От одной мысли, что у Лейси ребенок от Сэма, Миднайт пришел в бешенство. Он взял щетку и сделал вид, что занят своей прической. Но аромат роз неумолимо делал свое дело, и он постепенно оттаивал. Их взгляды встретились в зеркале. Щетка повисла в воздухе.
– Ты так мил с ней, – сказала она.
– Я люблю детей. – Джонни помолчал. – По большей части люблю. Она на меня действует благотворно. У нее были еще более тяжелые ранения, чем у меня, и малышке предсказывали самое мрачное будущее. Но она не сдается – даже если что-то ей не под силу. Доктор Лескуер говорит, что все это просто невероятно, она не может сказать, что будет через год, – может, Амелия полностью выздоровеет.
– Да, она прелесть, – согласилась Лейси. Ты тоже.
Сэм прикасался к ней, обладал ею. Целых десять лет. Он дал ей ребенка. У Миднайта сжались кулаки – от этих мыслей он просто сходил с ума. Но, глядя на нее в зеркало, он чувствовал, что желание быть с ней вытесняет ревность.
Сэм мертв.
А Миднайт жив. Пусть она не позволяет ему прикасаться к себе, смотреть-то она не запретит.
Прекрасная, чуть тронутая солнцем кожа, шелковистые волосы, фиалковые глазищи с длинными ресницами, дивные формы, подчеркиваемые мягким глянцевитым шелком. Он так и поедал ее глазами: каждое ее движение, мерцающая игра шелка – все манило его. От исходящего от нее благоухания у него кружилась голова. Верхняя пуговка на блузке, как всегда, не застегнута.

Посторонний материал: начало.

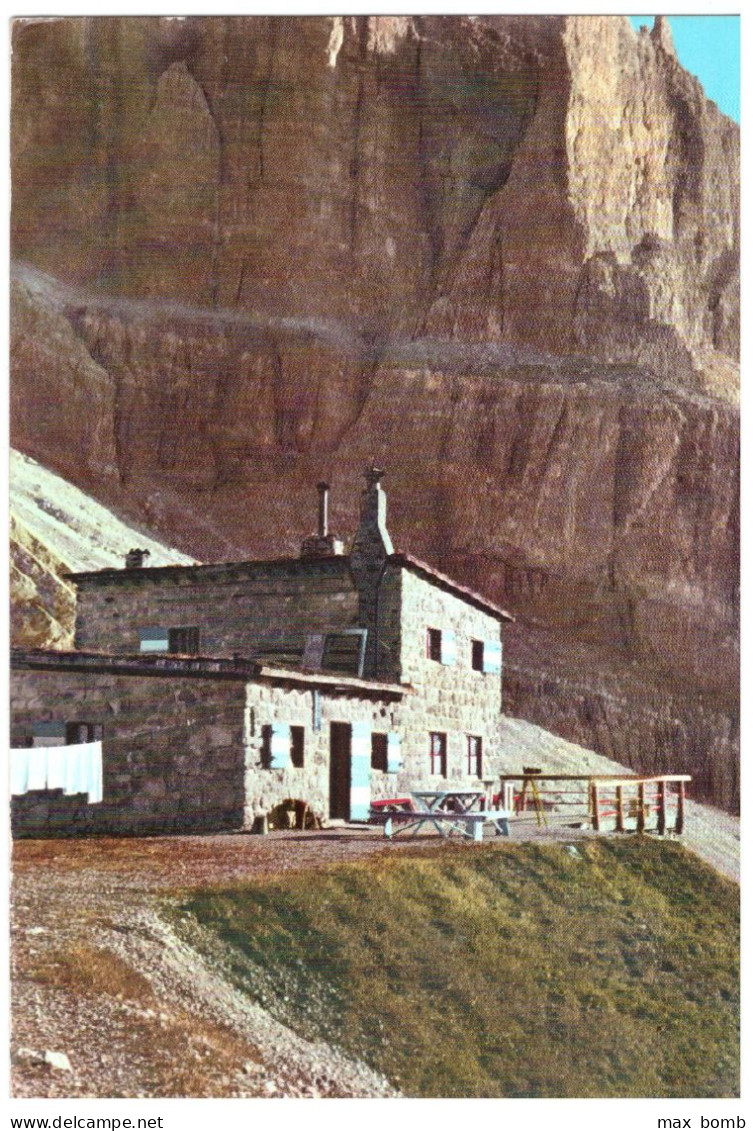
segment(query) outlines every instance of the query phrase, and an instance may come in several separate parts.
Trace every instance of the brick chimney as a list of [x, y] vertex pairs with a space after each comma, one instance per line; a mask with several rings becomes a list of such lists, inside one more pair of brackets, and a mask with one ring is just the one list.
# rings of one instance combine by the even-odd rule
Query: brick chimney
[[129, 550], [126, 554], [126, 569], [141, 569], [144, 559], [149, 557], [149, 550]]
[[335, 538], [328, 530], [328, 501], [330, 497], [330, 484], [318, 483], [317, 491], [320, 496], [317, 508], [317, 534], [305, 538], [301, 544], [302, 558], [332, 558], [343, 554], [343, 542]]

– Ты и сам неплохо выглядишь, – послышался ее мелодичный голос.
Джонни повернулся, чтобы посмотреть на саму обладательницу отражения. Лейси зарделась и опустила глаза, но Джонни успел уловить вспышку страсти в ее глазах, отчего его гордое, тоскующее сердце заколотилось.
– Если по правде, то ты просто великолепен, – запинаясь, продолжала она, отважившись, однако, поднять глаза.
Джонни сделал шаг в ее сторону, Лейсй снова опустила глаза, давая ему понять, что он не вправе сделать то, что хочет, то, что она позволяла Сэму, – прижать ее крепко к груди, и зарыться лицом в благоуханный шелк ее волос, и упиваться нежным теплом ее тела, тающего в его объятиях.
– Боюсь, ты преувеличиваешь, – сердито откликнулся он, бросил щетку и оценивающим взглядом посмотрел на свое отражение в зеркале. – А ведь было время, ты меня считала героем. Ты можешь в это поверить? – Губы его сжались. – Настоящим героем.
– Я уже давно перестала верить в героев. Потому что я не оправдал твоих надежд. Она молчала.
Он тоже.
– Джонни, ты правда здорово выглядишь. Зеркала отражают только поверхность.
– А что ты такое видишь под поверхностью? Лейси осмотрела его снизу доверху, остановив взгляд на его груди, не отдавая себе отчета, что от такого взгляда у него все внутри перевернулось. Она пыталась придать голосу легкость и беспечность, но это на него подействовало возбуждающе.
– Я вижу человека, который встал на ноги, может прекрасно обходиться без костылей, проделал огромную работу, чтоб заново научиться многому, что умел делать раньше, который ужасно мил с маленькой девочкой, доброго, храброго, решительного.
– Если я так хорош, отчего же ты спишь и видишь, как сбежать от меня и жить своей жизнью?
Лейси прикрыла глаза и стала пятиться к двери.
– Ради Бога, Джонни, не надо.
Стоп, Джонни, остановись, пока не поздно.
Попробуй остановись, когда он хочет ее больше всего на свете.
– Ах, конечно, нельзя нарушать твои растреклятые правила. – Джонни, я оставила машину Дж. К. в неположенном месте.
– Да в гробу я видал Дж. К. с его машиной.
– Если не хочешь поехать со мной покататься…
Она пятилась к двери, но он оказался проворнее.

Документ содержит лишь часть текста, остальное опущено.